Zeitbedarf in Assessments

Die benötigte Zeit für jedes Prozessgebiet ist in Assessments. So werden in der Vorbereitung Zeiten für die Interviews in den einzelnen Prozessgebiete veranschlagt. In dem folgenden Artikel beschreibe ich meine Sicht der Dinge zum Thema Zeit in Assessments aus verschiedenen Erfahrungen, die ich mir im Laufe der Zeit aneignen konnte.


Immer wieder stelle ich in Assessments fest, dass die Glaubwürdigkeit und Aussagekraft einer Bewertung schwanken kann. Ich hatte vor einiger Zeit die Situation, dass ich bei einem Assessment dabei war ein Prozessgebiet eines Projektes vertreten habe. Ich wusste selber natürlich genau wo Probleme in dem Prozessgebiet vorhanden waren. Wird das Assessment durch externe Assessoren durchgeführt, gibt der Einzelne seine Schwächen natürlich nicht so gerne Preis. So habe ich von mir auch nichts gesagt und auf die Fragen des Assessors gewartet. Bei diesem Prozessgebiet ging es um Level 2 nach Automotive SPICE. Die aus meiner Sicht kritischen Punkte wurden aber gar nicht abgefragt. Glück für mich?

Nach der Beendigung des Assessments dachte ich mir, “war ja gar nicht so schlimm”. An meinen Schreibtisch zurückgekehrt, war mir aber sehr wohl bewusst, wieviel Arbeit eigentlich noch in der Bewältigung des Levels steckt. Nun fragte ich mich, woran lag das? War ich selber so überzeugend, dass man nichts gemerkt hat? Waren die Fragen glücklicherweise so, dass alles gestimmt hat? War der Assessor nicht genug vorbereitet?

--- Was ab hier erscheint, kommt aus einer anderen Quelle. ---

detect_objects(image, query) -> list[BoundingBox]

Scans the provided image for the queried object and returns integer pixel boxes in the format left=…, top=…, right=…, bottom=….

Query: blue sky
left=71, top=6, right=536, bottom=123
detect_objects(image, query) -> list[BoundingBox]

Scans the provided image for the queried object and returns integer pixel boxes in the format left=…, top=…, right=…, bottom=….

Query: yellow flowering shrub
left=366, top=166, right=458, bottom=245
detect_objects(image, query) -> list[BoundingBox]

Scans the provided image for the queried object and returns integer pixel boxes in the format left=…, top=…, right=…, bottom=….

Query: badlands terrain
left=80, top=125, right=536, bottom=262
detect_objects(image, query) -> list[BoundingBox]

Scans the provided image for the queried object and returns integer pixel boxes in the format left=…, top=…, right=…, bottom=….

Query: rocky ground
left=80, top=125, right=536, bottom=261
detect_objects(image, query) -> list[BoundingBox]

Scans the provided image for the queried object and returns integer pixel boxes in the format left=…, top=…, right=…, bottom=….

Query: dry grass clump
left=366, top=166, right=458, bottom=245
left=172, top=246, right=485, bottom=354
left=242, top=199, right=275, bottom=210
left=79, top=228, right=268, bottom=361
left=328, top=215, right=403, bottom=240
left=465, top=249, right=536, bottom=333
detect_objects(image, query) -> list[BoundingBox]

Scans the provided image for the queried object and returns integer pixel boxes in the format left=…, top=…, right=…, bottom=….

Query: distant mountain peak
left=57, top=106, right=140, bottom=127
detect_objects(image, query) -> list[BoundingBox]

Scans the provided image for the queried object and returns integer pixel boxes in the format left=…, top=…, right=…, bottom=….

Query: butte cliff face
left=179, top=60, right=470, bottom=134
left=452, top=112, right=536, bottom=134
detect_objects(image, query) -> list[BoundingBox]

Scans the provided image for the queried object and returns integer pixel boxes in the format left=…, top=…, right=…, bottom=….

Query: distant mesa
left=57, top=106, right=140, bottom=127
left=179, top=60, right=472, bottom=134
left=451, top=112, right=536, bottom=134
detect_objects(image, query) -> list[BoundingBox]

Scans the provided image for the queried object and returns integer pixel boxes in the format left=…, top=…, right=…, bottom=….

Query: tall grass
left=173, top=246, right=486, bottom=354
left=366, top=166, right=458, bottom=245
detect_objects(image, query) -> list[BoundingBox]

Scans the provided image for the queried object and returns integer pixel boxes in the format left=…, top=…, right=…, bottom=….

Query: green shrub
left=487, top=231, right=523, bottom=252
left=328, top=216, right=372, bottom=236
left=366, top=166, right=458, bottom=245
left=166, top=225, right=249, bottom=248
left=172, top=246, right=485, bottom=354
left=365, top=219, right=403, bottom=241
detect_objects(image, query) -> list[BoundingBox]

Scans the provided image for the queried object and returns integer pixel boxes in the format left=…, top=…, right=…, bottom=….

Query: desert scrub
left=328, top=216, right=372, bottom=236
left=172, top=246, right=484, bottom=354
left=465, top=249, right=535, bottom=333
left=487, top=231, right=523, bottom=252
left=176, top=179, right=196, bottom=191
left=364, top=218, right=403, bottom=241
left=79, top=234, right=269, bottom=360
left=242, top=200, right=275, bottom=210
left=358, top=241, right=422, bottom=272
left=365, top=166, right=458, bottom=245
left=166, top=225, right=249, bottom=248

Wissen kann ich es natürlich nicht. Mir fällt aber auf, dass sich viele Assessoren keine Dokumente der zu assessierenden Organisation im Vorfeld zeigen lassen. Die Dokumente werden immer während des eigentlichen Assessment angesehen und teilweise nur vage überflogen. Dadurch gehen dem Assessor, gerade wenn er noch nicht so erfahren ist, folgende Dinge verloren:

  • Eine sehr gute Vorbereitungszeit, die er nutzen kann,  um in den Dokumenten nach etwaigen Stärken und Schwächen zu suchen. Zumindest die Chance das gesamte Dokument einmal zu lesen. Natürlich können Dokumente lang sein und nicht alles kann gesichtet werden. Im Lauf der Erfahrung, weiß der Assessor aber gut, wo er suchen kann.
  • Gerade in Prozessbeschreibungen, Arbeitsanweisungen, etc. finden sich schon ohne Probleme Hinweise – wenn man die Zeit zum Suchen hat. Auch wenn hier oder da nur eine Abteilungsbezeichnung falsch ist, zeigt dieses doch wiederum ein Bild von der Änderungshäufigkeit von Dokumenten. Bei Änderungen gibt es auch Historien, bei Historien ist man schnell beim Konfigurationsmanagement und so weiter. Es gibt ein gutes Bild, wie etwas in der Organisation abläuft.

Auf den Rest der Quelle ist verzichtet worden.